Department of Pediatrics, Section of Infectious Diseases, Yale University School of Medicine, New Haven, Connecticut, USA.
PLoS Negl Trop Dis. 2012;6(7):e1680. doi: 10.1371/journal.pntd.0001680. Epub 2012 Jul 3.
Hookworm disease is a major global health problem and principal among a number of soil-transmitted helminthiases (STHs) for the chronic disability inflicted that impacts both personal and societal productivity. Mass drug administration most often employs single-dose therapy with just two drugs of the same chemical class to which resistance is a growing concern. New chemical entities with the appropriate single-dose efficacy are needed.

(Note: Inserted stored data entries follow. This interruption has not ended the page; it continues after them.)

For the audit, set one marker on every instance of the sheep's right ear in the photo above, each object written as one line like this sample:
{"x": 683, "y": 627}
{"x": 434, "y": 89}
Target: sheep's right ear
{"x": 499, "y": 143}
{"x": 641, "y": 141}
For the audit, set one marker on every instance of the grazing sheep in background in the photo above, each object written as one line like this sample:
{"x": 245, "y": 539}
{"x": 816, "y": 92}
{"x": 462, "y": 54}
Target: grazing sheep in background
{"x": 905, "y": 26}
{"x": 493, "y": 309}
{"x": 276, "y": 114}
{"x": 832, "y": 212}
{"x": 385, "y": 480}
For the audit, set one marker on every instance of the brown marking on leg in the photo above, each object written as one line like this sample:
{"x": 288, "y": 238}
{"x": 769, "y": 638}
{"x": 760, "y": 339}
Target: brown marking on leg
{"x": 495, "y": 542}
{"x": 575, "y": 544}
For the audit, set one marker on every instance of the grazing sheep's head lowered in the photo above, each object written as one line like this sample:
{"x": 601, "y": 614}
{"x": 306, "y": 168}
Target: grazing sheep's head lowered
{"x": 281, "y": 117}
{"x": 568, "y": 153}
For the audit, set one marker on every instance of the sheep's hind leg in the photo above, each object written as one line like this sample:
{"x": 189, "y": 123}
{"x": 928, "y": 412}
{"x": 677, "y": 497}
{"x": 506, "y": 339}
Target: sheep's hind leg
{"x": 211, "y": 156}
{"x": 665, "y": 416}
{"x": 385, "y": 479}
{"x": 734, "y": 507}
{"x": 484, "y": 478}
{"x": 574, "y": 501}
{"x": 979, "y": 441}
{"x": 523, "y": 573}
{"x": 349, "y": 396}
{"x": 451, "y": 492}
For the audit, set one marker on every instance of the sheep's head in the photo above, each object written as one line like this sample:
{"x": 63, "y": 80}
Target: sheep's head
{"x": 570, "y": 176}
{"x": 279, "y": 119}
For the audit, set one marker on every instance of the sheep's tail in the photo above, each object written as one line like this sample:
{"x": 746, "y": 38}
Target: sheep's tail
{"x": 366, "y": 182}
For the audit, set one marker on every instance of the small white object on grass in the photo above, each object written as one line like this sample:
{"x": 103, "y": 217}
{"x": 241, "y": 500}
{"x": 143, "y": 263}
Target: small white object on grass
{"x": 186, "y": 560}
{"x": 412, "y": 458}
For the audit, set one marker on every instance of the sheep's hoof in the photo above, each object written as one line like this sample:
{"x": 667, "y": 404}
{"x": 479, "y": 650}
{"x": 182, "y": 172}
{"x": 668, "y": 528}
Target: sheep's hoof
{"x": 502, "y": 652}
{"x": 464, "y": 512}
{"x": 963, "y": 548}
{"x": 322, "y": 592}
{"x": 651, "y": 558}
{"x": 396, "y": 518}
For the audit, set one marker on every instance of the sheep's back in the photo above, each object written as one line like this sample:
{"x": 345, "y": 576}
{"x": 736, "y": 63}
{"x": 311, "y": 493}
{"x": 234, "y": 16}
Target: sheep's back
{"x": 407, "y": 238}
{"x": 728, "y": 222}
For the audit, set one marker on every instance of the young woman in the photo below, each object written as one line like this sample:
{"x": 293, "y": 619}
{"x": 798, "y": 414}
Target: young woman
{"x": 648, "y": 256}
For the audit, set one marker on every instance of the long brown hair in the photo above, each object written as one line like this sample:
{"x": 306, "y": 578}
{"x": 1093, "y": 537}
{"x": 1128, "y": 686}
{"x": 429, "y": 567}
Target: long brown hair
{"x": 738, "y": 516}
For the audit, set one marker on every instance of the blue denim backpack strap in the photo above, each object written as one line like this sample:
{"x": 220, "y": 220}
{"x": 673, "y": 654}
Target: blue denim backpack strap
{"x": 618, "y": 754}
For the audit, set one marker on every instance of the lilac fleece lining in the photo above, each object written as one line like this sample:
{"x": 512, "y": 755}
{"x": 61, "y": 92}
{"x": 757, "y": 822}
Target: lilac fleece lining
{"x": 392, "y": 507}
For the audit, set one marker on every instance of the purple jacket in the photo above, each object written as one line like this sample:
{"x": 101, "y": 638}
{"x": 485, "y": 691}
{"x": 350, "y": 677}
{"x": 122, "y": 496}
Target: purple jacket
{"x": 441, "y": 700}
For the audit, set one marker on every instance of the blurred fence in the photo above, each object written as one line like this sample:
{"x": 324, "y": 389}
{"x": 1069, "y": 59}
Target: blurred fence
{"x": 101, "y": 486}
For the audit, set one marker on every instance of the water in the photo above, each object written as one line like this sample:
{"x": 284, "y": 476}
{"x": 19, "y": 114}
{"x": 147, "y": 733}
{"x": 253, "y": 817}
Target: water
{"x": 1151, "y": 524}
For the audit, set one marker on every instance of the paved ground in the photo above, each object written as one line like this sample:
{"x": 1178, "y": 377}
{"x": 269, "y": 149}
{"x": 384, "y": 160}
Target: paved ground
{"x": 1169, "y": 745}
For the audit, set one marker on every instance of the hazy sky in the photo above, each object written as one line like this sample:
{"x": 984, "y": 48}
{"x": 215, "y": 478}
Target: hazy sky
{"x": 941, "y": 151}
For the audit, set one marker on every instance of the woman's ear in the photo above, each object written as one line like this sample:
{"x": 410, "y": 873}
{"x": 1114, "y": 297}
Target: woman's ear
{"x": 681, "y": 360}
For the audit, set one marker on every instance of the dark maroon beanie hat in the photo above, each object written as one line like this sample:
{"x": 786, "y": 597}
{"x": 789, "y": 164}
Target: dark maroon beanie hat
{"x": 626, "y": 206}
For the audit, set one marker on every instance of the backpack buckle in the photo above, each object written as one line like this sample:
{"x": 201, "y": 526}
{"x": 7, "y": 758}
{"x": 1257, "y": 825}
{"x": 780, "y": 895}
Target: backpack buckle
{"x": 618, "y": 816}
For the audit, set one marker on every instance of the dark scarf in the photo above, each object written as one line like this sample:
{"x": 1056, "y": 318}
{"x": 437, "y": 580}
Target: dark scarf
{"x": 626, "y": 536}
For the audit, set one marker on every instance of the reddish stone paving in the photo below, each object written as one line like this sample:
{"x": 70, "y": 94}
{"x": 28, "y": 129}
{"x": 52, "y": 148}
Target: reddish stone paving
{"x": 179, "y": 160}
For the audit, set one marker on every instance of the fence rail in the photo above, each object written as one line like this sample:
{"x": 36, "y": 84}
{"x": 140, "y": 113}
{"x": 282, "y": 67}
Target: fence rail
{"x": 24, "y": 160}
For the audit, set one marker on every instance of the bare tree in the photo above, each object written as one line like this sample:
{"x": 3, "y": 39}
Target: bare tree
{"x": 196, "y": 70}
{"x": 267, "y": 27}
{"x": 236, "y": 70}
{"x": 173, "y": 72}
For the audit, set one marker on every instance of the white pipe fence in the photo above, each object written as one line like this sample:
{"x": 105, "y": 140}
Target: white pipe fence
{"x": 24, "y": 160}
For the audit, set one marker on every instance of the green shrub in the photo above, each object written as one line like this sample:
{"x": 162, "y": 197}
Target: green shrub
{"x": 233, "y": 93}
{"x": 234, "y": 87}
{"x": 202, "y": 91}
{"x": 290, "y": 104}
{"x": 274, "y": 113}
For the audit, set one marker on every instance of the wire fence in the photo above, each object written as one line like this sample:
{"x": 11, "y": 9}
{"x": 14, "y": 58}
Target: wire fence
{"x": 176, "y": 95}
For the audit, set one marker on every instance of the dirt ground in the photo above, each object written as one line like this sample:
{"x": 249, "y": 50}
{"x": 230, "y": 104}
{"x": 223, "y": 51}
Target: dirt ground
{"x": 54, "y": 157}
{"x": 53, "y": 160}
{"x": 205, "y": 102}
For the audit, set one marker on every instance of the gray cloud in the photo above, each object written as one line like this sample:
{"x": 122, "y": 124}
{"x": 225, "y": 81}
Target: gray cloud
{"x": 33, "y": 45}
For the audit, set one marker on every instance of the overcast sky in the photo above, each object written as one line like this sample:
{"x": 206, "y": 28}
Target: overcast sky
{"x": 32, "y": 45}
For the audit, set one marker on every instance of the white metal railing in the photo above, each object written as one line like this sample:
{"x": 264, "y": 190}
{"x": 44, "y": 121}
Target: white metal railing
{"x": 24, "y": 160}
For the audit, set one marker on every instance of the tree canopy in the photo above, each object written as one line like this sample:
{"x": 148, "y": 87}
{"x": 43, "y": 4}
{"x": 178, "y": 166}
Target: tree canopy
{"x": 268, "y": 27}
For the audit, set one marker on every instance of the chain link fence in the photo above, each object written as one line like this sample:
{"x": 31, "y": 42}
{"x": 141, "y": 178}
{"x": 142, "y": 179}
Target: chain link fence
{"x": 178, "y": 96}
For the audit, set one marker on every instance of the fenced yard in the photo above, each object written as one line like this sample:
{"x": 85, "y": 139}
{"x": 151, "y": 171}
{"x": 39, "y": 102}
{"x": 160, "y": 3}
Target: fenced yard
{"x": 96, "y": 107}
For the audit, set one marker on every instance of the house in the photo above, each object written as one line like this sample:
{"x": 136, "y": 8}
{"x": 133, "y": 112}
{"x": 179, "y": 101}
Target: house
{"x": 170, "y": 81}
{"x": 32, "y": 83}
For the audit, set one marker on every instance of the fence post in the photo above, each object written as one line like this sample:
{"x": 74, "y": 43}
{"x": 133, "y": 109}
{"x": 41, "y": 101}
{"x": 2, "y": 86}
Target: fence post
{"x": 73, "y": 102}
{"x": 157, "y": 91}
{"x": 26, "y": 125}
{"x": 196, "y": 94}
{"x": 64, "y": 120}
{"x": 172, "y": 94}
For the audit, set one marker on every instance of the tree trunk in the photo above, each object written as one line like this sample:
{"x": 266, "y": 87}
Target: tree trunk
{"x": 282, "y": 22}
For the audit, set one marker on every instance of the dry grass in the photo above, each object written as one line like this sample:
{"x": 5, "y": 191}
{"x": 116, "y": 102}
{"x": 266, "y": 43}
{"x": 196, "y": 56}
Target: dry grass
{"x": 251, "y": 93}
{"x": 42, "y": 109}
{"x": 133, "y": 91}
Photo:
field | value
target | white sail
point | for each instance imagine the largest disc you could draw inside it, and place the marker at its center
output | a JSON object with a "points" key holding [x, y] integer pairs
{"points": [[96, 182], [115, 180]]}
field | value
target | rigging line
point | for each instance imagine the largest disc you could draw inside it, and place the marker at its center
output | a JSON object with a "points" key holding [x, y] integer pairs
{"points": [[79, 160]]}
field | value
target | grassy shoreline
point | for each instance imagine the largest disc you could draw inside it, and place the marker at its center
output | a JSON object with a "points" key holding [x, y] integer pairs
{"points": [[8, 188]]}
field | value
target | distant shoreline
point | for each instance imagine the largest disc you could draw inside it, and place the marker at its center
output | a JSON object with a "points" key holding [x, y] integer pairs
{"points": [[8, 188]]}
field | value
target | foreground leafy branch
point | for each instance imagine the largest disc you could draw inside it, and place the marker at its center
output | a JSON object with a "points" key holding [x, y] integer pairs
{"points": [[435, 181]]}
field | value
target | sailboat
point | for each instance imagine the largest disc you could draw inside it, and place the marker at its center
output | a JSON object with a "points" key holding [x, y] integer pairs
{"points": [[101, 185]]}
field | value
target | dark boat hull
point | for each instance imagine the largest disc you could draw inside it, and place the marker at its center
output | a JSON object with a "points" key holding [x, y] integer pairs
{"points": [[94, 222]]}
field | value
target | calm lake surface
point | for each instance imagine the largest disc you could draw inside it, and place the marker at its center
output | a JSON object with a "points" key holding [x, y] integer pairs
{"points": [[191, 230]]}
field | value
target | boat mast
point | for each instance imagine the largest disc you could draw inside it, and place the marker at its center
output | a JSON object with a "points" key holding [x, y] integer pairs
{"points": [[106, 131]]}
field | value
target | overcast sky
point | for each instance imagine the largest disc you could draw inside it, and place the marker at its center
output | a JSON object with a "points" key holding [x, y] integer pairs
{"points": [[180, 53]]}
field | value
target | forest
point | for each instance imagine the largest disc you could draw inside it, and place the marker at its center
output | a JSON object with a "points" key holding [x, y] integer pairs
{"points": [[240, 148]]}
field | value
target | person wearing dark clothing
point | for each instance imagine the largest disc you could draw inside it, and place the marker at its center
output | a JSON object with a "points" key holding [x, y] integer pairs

Using various life-cycle stages of the hookworm Ancylostoma ceylanicum in vitro and a hamster model of infection, we report the potent, dose-dependent cidal activities of the peptidyl cysteine protease inhibitors (CPIs) K11002 (4-mopholino-carbonyl-phenylalanyl-homophenylalanyl- vinyl sulfone phenyl) and K11777 (N-methylpiperazine-phenylalanyl-homophenylalanyl-vinylsulfone phenyl). The latter is in late pre-clinical testing for submission as an Investigational New Drug (IND) with the US Federal Drug Administration as an anti-chagasic. In vitro, K11002 killed hookworm eggs but was without activity against first-stage larvae. The reverse was true for K11777 with a larvicidal potency equal to that of the current anti-hookworm drug, albendazole (ABZ). Both CPIs produced morbidity in ex vivo adult hookworms with the activity of K11777 again being at least the equivalent of ABZ. Combinations of either CPI with ABZ enhanced morbidity compared to single compounds. Strikingly, oral treatment of infected hamsters with 100 mg/kg K11777 b.i.d. (i.e., a total daily dose of 200 mg/kg) for one day cured infection: a single 100 mg/kg treatment removed >90% of worms. Treatment also reversed the otherwise fatal decrease in blood hemoglobin levels and body weights of hosts. Consistent with its mechanism of action, K11777 decreased by >95% the resident CP activity in parasites harvested from hamsters 8 h post-treatment with a single 100 mg/kg oral dose.
A new, oral single-dose anthelmintic that is active in an animal model of hookworm infection and that possesses a distinct mechanism of action from current anthelmintics is discovered. The data highlight both the possibility of repurposing the anti-chagasic K11777 as a treatment for hookworm infection and the opportunity to further develop CPIs as a novel anthelmintic class to target hookworms and, possibly, other helminths.
钩虫病是一个全球性的主要健康问题,也是许多土壤传播性蠕虫病(STHs)中的主要疾病之一,因为它会导致慢性残疾,从而影响个人和社会的生产力。大规模药物治疗通常采用单一剂量疗法,仅使用两种相同化学类别的药物,而这些药物的耐药性日益受到关注。需要具有适当单剂量疗效的新化学实体。
我们使用钩虫Ancylostoma ceylanicum 的各种生活史阶段和仓鼠感染模型,报告了肽基半胱氨酸蛋白酶抑制剂(CPIs)K11002(4-吗啉羰基-苯丙氨酰-同苯丙氨酰-乙烯基砜苯)和 K11777(N-甲基哌嗪-苯丙氨酰-同苯丙氨酰-乙烯基砜苯)的有效、剂量依赖性杀幼虫活性。后者正在进行后期临床前试验,准备作为一种新药(IND)向美国食品和药物管理局提交,作为一种抗恰加斯病药物。在体外,K11002 杀死钩虫卵,但对第一阶段幼虫没有活性。相反,K11777 对幼虫具有杀幼虫作用,其效力与目前的抗钩虫药物阿苯达唑(ABZ)相当。两种 CPIs 都能引起离体成年钩虫的发病,K11777 的活性再次至少与 ABZ 相当。ABZ 与 ABZ 联合使用可提高发病率。引人注目的是,口服治疗感染仓鼠 100mg/kg K11777 每天两次(即每天总剂量 200mg/kg)一天即可治愈感染:单次 100mg/kg 治疗即可清除>90%的蠕虫。治疗还逆转了宿主血液血红蛋白水平和体重下降的致命情况。与作用机制一致,K11777 在仓鼠中单次 100mg/kg 口服剂量后 8 小时处理时,可使寄生虫中驻留的 CP 活性降低>95%。
发现了一种新的、口服单剂量驱虫药,在钩虫感染的动物模型中具有活性,并且具有与现有驱虫药不同的作用机制。数据突出了将抗恰加斯病药物 K11777 重新用作钩虫感染治疗的可能性,以及进一步开发 CPIs 作为一种新型驱虫药类别来针对钩虫和可能的其他蠕虫的机会。